In the final story in this stunning collection, Drew is a
young male character whose parents ran a family medical practice in rural
Maine. He recalls that, in spite of having a very broad circle of friends, his
parents only rarely invited anyone over for a get-together: “Only occasionally
did they host their own parties, having grown weary of the occasional girl, the
uninvited guest who would come back, his mother having to usher them off to her
study, away from all the celebrants, her tone one of forced politeness, ‘If I’d
known you were coming –.’ Drew was still a boy then, but he’d understood those
girls, the look on their faces, how they wanted something already gone.”
Kate Milliken’s If I’d
Known You Were Coming is a gallery of uninvited girls and women who have to
muster tremendous forces of will to battle demons within and without.
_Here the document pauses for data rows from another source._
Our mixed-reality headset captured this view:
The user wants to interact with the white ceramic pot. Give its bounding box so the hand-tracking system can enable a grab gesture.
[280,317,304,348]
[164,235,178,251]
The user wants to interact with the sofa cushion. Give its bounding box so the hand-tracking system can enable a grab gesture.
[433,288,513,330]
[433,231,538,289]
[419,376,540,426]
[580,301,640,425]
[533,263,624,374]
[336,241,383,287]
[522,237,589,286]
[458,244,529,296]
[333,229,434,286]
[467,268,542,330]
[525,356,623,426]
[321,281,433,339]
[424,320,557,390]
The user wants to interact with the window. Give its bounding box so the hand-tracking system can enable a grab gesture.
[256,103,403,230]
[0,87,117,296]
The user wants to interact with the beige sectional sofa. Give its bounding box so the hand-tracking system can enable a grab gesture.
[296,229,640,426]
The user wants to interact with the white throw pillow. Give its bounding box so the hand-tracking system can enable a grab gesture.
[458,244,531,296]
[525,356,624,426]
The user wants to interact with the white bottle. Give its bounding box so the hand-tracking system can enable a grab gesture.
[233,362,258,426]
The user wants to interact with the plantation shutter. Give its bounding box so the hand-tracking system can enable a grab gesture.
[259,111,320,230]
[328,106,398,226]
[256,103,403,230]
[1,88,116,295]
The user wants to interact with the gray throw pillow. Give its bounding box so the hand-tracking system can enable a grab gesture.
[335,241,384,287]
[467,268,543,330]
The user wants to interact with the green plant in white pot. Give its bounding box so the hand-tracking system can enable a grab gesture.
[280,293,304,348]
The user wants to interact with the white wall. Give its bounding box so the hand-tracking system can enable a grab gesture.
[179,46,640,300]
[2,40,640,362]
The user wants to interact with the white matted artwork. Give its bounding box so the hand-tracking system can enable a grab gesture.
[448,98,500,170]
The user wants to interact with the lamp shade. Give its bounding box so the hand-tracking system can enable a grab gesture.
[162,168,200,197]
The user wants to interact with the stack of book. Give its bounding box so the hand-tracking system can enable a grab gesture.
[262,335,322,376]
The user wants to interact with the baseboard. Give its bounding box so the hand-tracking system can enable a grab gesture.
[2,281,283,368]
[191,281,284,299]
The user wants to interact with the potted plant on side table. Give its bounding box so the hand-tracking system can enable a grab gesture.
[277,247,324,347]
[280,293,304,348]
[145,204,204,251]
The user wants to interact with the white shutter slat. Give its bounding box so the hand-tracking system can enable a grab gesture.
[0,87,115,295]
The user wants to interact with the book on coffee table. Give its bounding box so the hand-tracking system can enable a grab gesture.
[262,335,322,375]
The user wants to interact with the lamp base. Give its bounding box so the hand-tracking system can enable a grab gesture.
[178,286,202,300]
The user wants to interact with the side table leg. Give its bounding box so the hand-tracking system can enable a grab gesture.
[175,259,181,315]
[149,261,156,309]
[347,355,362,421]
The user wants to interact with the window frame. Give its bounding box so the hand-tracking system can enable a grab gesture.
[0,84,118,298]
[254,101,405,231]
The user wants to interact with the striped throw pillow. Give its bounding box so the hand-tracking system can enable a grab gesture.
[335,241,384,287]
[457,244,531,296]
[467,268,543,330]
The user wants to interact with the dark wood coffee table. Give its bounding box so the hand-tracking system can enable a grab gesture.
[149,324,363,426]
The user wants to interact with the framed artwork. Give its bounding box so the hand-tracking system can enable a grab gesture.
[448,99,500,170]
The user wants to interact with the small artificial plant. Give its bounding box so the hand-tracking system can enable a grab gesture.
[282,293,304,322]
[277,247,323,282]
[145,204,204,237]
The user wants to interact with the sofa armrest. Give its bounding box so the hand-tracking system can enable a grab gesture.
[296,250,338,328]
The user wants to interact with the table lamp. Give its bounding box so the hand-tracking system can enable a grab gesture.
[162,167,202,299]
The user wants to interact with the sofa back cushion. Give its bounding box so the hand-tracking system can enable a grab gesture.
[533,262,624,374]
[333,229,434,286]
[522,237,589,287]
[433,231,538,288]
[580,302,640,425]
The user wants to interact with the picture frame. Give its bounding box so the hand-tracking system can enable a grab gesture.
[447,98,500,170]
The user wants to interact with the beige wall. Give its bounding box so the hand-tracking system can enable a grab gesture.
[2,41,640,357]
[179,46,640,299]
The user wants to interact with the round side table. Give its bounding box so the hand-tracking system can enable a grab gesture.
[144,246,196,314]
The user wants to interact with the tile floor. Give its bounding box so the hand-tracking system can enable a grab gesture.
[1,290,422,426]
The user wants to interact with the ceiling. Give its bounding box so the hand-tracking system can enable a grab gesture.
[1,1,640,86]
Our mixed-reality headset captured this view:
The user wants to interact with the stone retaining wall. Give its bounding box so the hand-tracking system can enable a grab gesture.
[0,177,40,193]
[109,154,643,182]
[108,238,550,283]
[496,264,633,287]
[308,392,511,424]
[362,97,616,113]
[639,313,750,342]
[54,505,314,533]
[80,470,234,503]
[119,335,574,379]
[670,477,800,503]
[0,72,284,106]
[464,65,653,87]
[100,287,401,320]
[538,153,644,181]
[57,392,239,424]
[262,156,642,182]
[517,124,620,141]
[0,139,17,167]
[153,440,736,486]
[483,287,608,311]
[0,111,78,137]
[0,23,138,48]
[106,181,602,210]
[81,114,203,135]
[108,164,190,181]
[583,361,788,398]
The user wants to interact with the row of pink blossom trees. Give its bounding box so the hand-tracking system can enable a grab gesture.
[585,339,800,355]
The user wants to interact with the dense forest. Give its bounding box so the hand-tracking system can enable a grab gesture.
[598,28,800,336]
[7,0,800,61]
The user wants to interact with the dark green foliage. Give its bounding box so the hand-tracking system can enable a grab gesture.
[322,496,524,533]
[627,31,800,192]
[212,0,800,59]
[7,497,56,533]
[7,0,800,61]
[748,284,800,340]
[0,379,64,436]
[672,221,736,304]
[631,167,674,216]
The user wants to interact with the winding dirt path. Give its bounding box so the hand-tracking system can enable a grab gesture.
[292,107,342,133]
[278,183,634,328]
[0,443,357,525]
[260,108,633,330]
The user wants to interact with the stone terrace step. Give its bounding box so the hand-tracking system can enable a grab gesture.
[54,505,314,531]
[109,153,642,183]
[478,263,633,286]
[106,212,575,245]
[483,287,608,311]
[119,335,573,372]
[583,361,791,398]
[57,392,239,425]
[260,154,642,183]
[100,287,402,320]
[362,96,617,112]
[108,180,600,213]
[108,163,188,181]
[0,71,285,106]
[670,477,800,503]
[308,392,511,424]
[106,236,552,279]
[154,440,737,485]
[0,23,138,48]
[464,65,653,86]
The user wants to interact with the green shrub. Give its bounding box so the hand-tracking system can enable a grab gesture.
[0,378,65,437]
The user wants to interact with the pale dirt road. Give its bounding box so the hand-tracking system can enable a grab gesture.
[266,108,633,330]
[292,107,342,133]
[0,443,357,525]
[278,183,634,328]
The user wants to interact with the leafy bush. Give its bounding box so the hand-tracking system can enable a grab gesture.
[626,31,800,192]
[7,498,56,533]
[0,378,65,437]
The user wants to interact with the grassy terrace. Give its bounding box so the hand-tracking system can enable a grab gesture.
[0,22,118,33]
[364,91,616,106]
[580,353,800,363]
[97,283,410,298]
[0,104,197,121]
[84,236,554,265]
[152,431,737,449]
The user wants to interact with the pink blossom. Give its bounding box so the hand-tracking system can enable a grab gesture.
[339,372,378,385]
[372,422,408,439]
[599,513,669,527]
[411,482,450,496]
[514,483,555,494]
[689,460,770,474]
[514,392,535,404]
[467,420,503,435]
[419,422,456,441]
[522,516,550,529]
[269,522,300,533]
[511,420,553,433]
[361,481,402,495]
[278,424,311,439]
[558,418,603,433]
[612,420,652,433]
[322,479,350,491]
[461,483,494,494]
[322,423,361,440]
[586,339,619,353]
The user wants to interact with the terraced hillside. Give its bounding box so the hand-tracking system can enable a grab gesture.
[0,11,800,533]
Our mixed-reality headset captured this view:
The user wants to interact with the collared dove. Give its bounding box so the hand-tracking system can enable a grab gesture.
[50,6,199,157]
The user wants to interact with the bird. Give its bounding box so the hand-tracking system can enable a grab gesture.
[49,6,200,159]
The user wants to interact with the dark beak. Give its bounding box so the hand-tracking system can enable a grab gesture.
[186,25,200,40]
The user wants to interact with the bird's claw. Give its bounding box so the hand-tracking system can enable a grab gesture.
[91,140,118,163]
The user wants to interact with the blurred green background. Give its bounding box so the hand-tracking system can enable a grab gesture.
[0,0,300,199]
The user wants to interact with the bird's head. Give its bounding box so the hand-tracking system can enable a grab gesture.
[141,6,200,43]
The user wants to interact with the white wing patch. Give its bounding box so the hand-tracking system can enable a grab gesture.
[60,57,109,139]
The
initial entry, A Matter of Time, establishes
the chilling topos straight away. In it, Lorrie is married to a Hollywood show
business wannabe, and she’s desperate to make a go of things. When a visiting
celebrity producer takes an unnatural interest in her five year-old daughter,
Caroline, her reaction – the opposite of that of a protective mother, from what
we can tell – sets the tone.
Ms. Milliken’s heroines are real, sometimes excruciatingly
so. Their stories are just as real, and the events she hints at are horrifyingly
common in life. These stories bring the emotional reality of these facts home
with full force. They have a bleak emotional palette, but the author has
crafted them so artfully, it’s hard to see how they could be done any better.